MEMORIES OF TIMES WITH MY LOVELY AUNT KATIE

My memories are many of the good times, out on the farm at Follett. You were always so kind and generous with your time when it was "my turn" to spend a week or so on the farm in the summertime.

You let us kids use your school "duplicating" equipment. As I remember it was made of a green jelly-type material. You would share some of your school copies with us so that we might have pictures to color. We held school in the east room upstairs and had the lovely blackboard-desk to use with all the "fabulous" pictures that could be rolled backward and forward at the top. I especially liked the sewing cards and yarn you let me use.

You taught us how to look for the wild flowers and to make chains and bouquets that we could then take to the cemetery and decorate the family graves. As Lucille & I reminisced in later years she said, "Why the cemetery at Follett was our playground when we were growing up." We may have played there but we knew it was a special place. The clean-up day for Memorial Day was always a fun time, when everyone came and raked and trimmed and made it neat. I was a grown woman before I knew it was our beloved Grandpa Riffle that had donated that land for the cemetery.

Two very special Christmas gifts I had from you were: a doll trunk that I cherished for years and an aluminum set of cooking pans which included an angel food cake pan; mother let me bake many a loaf of bread when she baked and Ethel would give me some of her angel food cake dough for my pan.

I always felt so special walking with you the 1/2 mile through the wheat field to get the mail from the box. You even sometimes let me listen in on the party line of the telephone! Then there was the special times when you played the piano for US, and everyone sang; or you played the violin. Another very special time was when you took Lucille & me with you and Lottie Haney to Shattuck when you bought your wedding dress. That was my very first time to eat in a restaurant! You were so lovely in your new clothes, and we had never been to any stores except those in Follett; we were absolutely awed by all the lovely things that we saw that day.
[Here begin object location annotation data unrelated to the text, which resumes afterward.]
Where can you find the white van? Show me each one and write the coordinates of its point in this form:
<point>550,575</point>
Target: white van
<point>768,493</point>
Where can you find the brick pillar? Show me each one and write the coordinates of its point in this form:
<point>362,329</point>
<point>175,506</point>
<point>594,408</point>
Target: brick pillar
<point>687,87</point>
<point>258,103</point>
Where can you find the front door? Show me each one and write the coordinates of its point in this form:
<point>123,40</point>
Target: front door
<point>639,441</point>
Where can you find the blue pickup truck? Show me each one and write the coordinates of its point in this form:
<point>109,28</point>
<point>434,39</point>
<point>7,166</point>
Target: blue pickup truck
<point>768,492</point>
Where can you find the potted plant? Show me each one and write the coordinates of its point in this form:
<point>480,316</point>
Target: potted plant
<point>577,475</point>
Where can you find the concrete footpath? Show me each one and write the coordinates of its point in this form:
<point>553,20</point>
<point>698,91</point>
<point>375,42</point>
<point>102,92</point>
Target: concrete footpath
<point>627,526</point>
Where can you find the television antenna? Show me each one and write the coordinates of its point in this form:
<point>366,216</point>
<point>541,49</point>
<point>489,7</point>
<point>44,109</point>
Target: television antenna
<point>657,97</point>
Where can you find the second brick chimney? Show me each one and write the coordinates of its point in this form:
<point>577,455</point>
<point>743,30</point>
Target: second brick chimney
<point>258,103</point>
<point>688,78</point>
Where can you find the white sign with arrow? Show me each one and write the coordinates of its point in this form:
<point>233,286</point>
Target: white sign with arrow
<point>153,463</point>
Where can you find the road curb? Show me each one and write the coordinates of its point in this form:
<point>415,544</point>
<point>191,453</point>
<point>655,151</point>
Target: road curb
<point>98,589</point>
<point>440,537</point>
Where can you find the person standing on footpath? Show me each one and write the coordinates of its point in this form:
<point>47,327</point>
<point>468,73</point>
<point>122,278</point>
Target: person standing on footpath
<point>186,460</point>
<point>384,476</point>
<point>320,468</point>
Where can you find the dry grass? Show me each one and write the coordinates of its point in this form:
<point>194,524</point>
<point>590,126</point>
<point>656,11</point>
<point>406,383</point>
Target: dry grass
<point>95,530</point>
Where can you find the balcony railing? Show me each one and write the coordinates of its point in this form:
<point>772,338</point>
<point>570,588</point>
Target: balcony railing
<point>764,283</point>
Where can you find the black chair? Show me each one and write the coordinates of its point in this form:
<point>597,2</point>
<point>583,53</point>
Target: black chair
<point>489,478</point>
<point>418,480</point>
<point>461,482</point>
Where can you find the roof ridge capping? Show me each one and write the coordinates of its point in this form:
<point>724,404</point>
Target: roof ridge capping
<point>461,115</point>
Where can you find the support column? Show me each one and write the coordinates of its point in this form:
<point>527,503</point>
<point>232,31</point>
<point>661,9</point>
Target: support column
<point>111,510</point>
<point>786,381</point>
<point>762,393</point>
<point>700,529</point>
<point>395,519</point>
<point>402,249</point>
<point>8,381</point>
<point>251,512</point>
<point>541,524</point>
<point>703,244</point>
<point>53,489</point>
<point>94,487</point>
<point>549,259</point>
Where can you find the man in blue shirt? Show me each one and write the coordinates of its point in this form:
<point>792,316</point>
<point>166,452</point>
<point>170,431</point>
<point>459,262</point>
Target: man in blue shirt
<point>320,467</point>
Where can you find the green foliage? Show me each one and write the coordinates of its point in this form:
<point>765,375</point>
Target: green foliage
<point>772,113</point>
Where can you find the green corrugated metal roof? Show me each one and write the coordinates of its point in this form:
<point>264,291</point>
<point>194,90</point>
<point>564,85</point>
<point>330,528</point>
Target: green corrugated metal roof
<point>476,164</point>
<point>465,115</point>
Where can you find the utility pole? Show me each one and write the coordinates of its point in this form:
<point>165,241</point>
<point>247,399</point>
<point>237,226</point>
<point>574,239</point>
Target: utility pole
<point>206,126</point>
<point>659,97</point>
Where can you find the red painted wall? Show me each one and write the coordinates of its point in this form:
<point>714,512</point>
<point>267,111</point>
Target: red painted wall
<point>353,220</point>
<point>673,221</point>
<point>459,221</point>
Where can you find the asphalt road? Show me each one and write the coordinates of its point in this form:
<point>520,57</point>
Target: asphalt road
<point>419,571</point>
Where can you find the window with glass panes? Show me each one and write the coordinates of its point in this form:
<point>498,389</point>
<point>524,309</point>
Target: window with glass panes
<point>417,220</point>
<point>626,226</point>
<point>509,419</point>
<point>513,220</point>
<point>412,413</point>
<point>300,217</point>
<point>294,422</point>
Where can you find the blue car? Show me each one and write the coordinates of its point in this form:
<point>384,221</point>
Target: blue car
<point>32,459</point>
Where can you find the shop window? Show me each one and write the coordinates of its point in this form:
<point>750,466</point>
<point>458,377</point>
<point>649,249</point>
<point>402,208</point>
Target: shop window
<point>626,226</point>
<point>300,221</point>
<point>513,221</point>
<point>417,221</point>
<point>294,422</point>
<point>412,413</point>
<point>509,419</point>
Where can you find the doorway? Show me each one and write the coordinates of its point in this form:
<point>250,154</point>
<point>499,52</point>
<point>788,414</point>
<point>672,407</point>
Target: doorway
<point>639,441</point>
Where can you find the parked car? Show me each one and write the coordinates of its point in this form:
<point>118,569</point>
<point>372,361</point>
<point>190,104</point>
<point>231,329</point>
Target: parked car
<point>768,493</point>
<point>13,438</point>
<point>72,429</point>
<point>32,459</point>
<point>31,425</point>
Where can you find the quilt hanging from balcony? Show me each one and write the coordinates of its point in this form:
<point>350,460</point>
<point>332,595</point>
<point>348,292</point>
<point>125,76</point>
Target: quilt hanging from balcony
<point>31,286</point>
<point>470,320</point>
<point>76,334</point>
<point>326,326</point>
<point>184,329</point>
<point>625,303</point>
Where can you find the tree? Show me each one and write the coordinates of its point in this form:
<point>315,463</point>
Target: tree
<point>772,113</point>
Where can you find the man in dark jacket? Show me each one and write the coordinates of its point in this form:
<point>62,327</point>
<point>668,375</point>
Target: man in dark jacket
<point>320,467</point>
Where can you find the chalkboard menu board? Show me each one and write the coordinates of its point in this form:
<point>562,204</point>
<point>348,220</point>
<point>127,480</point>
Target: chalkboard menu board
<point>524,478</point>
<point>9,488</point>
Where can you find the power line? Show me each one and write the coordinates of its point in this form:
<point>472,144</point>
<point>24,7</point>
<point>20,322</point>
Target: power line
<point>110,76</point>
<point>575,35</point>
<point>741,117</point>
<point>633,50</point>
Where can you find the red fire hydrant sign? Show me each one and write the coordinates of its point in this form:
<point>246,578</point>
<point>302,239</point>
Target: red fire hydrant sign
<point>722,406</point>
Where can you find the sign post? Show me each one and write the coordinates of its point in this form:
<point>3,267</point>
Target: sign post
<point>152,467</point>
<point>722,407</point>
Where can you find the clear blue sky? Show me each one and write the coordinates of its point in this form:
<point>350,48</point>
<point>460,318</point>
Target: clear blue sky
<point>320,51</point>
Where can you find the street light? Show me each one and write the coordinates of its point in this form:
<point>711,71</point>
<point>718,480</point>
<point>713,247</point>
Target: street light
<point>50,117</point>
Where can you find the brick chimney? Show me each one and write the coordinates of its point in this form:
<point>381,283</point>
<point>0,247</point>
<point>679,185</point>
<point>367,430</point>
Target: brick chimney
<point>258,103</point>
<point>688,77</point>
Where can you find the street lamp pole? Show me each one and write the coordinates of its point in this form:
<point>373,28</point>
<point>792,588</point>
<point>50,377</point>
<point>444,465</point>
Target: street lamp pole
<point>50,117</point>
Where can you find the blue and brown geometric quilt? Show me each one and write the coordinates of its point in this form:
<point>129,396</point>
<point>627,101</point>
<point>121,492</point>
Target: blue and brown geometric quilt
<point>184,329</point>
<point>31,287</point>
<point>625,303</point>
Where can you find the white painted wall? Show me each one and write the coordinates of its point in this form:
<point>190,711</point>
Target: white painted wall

You were my role model when I was growing up, I wanted to be educated like you were, (probably at that time I even wanted to be a school teacher because you were). There was one thing I never did acquire though -- a gentle voice like yours. You have influenced my life in many ways and I am thankful for your love and that you are my Aunt. You will probably be surprised to know that because you chose to live in a retirement home-that influenced me to look at that possibility when I had to make a decision as to what to do with my life after I was alone.

This very special birthday of yours will add more pleasant memories of you to my heart. That so many of us are able to share in this celebration is a blessing and a joy. The cousins here I have not known since we were children; so because of you we have a reason to come together and celebrate. You are one great lady and we all have been blessed by your love.